Clothing and food have helped boost national retail spending over the past year with healthy annual growth of 2.87 per cent recorded thanks to a strong run in June.
The 0.4 per cent increase in sales during June was ahead of expectations of a 0.3 per cent increase, and it's largely thanks to a cold winter, according to the Australian Retailers Association (ARA).
"Winter finally hit in June as we saw the clothing, footwear and personal accessories category grow by 5.26 per cent year-on-year," says Russell Zimmerman, the ARA's executive director.
"Food retailing also saw a yummy result, growing 4.31 per cent in June with supermarkets making a tasty comeback by having their strongest growth since June last year."

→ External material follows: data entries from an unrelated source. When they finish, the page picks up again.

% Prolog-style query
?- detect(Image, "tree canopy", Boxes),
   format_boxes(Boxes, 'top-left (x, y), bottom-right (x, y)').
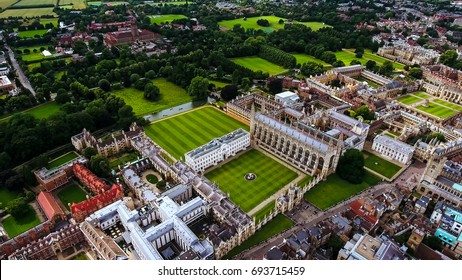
top-left (336, 149), bottom-right (365, 184)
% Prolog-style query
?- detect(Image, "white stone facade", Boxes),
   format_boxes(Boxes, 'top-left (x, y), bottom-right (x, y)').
top-left (372, 135), bottom-right (414, 164)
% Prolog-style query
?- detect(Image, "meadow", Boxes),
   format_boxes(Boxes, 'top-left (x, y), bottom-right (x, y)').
top-left (231, 56), bottom-right (287, 75)
top-left (206, 149), bottom-right (298, 213)
top-left (18, 29), bottom-right (49, 38)
top-left (0, 101), bottom-right (61, 123)
top-left (0, 7), bottom-right (57, 18)
top-left (59, 0), bottom-right (86, 9)
top-left (144, 106), bottom-right (249, 159)
top-left (219, 16), bottom-right (331, 33)
top-left (0, 0), bottom-right (19, 9)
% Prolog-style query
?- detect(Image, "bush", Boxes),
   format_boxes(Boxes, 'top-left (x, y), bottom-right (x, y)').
top-left (257, 19), bottom-right (270, 27)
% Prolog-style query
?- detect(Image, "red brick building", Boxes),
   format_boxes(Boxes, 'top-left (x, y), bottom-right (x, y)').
top-left (37, 192), bottom-right (66, 223)
top-left (71, 184), bottom-right (124, 222)
top-left (103, 25), bottom-right (161, 47)
top-left (34, 157), bottom-right (87, 192)
top-left (73, 163), bottom-right (110, 195)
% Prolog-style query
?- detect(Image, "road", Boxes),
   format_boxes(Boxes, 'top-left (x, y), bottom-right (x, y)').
top-left (5, 45), bottom-right (36, 96)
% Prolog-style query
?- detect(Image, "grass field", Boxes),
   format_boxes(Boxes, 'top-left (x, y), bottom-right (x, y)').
top-left (209, 80), bottom-right (230, 89)
top-left (0, 8), bottom-right (57, 18)
top-left (0, 0), bottom-right (19, 9)
top-left (48, 151), bottom-right (79, 169)
top-left (151, 1), bottom-right (195, 5)
top-left (0, 101), bottom-right (61, 123)
top-left (433, 99), bottom-right (462, 111)
top-left (219, 16), bottom-right (331, 33)
top-left (206, 149), bottom-right (298, 212)
top-left (0, 187), bottom-right (20, 209)
top-left (146, 174), bottom-right (158, 184)
top-left (109, 152), bottom-right (139, 169)
top-left (416, 103), bottom-right (457, 119)
top-left (2, 206), bottom-right (41, 237)
top-left (296, 174), bottom-right (313, 187)
top-left (362, 50), bottom-right (405, 70)
top-left (334, 50), bottom-right (368, 65)
top-left (145, 107), bottom-right (249, 159)
top-left (363, 151), bottom-right (401, 179)
top-left (253, 200), bottom-right (275, 222)
top-left (223, 214), bottom-right (294, 259)
top-left (356, 77), bottom-right (379, 89)
top-left (149, 14), bottom-right (187, 24)
top-left (231, 56), bottom-right (287, 75)
top-left (13, 0), bottom-right (57, 7)
top-left (57, 183), bottom-right (87, 211)
top-left (18, 29), bottom-right (49, 38)
top-left (413, 92), bottom-right (431, 99)
top-left (293, 53), bottom-right (330, 66)
top-left (113, 78), bottom-right (192, 116)
top-left (59, 0), bottom-right (86, 9)
top-left (336, 49), bottom-right (404, 70)
top-left (305, 172), bottom-right (380, 210)
top-left (398, 95), bottom-right (423, 105)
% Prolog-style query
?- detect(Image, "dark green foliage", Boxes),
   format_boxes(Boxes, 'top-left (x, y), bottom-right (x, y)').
top-left (221, 84), bottom-right (239, 101)
top-left (336, 149), bottom-right (365, 184)
top-left (300, 62), bottom-right (324, 76)
top-left (267, 77), bottom-right (283, 94)
top-left (422, 236), bottom-right (443, 252)
top-left (257, 19), bottom-right (270, 27)
top-left (7, 197), bottom-right (28, 219)
top-left (408, 67), bottom-right (423, 79)
top-left (144, 83), bottom-right (160, 101)
top-left (188, 76), bottom-right (209, 100)
top-left (259, 45), bottom-right (296, 68)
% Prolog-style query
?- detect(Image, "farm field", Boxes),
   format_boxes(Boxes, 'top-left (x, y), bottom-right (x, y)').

According to the Australian Bureau of Statistics, seasonally adjusted retail spending rose to $26.813 billion in June.
The 0.4 per cent increase in June follows seasonally adjusted gains of 0.4 per cent in May and 0.5 per cent in April.
Specialised food rose 6.05 per cent during June, while liquor also surged by 4.72 per cent.

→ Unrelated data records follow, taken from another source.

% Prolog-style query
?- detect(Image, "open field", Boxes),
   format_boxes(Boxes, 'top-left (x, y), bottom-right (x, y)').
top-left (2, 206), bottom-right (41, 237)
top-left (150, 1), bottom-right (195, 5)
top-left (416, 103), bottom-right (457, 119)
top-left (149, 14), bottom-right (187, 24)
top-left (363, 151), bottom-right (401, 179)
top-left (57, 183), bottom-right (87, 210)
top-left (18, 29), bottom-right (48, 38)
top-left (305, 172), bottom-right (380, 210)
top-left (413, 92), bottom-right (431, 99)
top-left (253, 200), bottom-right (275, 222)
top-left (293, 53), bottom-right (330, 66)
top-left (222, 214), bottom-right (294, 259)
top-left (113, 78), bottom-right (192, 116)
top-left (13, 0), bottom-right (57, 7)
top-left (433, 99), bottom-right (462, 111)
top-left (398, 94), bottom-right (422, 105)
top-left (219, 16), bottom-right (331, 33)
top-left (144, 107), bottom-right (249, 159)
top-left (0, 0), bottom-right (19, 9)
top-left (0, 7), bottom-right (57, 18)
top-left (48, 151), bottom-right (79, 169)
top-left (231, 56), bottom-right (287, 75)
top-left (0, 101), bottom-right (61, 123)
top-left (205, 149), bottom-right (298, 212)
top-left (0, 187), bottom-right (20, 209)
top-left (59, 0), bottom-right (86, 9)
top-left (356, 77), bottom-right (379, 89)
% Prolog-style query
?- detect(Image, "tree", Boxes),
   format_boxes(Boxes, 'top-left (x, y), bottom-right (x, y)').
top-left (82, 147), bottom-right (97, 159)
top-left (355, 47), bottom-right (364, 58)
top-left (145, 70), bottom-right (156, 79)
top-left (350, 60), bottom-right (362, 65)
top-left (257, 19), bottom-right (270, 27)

Department stores lifted 1.77 per cent, accounting for a second-consecutive monthly rise in year-on-year sales.
However, household goods proved a drag on the figures with a rise of just 0.6 per cent.

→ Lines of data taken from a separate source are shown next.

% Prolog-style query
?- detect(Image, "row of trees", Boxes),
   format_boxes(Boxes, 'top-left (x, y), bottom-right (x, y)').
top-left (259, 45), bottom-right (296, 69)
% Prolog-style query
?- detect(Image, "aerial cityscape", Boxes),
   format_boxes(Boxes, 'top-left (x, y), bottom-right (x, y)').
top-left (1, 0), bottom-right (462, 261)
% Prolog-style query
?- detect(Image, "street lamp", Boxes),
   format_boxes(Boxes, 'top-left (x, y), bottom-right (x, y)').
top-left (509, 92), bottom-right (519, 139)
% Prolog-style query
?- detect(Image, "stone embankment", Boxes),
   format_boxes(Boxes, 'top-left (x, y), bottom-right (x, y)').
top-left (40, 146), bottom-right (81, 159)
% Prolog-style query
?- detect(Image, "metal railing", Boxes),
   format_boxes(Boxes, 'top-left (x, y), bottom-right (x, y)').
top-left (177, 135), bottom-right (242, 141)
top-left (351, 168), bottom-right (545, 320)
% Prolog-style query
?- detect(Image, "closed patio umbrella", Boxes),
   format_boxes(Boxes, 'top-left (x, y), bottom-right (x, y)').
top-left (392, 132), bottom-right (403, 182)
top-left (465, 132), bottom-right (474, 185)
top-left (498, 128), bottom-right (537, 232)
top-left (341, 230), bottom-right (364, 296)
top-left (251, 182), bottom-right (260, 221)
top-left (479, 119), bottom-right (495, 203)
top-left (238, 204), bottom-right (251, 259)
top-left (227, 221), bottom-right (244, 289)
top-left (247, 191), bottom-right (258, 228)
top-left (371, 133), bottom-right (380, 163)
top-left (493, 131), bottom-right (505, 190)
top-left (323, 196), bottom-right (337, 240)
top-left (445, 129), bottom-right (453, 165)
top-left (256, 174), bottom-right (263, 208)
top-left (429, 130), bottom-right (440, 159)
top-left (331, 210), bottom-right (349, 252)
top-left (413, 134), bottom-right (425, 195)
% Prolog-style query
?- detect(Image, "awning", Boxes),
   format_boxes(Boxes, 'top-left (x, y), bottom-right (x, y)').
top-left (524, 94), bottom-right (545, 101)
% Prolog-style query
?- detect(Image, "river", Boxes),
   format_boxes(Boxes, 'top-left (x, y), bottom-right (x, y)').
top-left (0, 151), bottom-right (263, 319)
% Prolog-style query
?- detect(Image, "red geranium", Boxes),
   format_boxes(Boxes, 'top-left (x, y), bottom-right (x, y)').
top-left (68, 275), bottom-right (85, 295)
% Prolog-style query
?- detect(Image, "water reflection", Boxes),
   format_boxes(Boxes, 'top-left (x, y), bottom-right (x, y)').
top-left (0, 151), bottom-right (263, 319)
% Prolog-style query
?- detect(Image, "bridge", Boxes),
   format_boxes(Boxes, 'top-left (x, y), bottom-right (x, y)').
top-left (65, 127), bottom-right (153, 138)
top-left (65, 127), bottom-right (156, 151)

"We have seen the housing market come off the boil of late in several states, which explains the flat results for hardware and building and, more significantly, furniture which was down by 2.55 per cent," says Zimmerman. "People don't renovate when the housing market is down."
Nationally, Victoria recorded a 5.77 per cent increase in sales over June, followed by ACT at 4.3 per cent.
Tasmania was third strongest at 3.87 per cent, followed by NSW at 3.05 per cent, South Australia (2.53 per cent) and Northern Territory (2.39 per cent).
Queensland was almost flat at 0.62 per cent, while Western Australian sales edged lower by 0.46 per cent.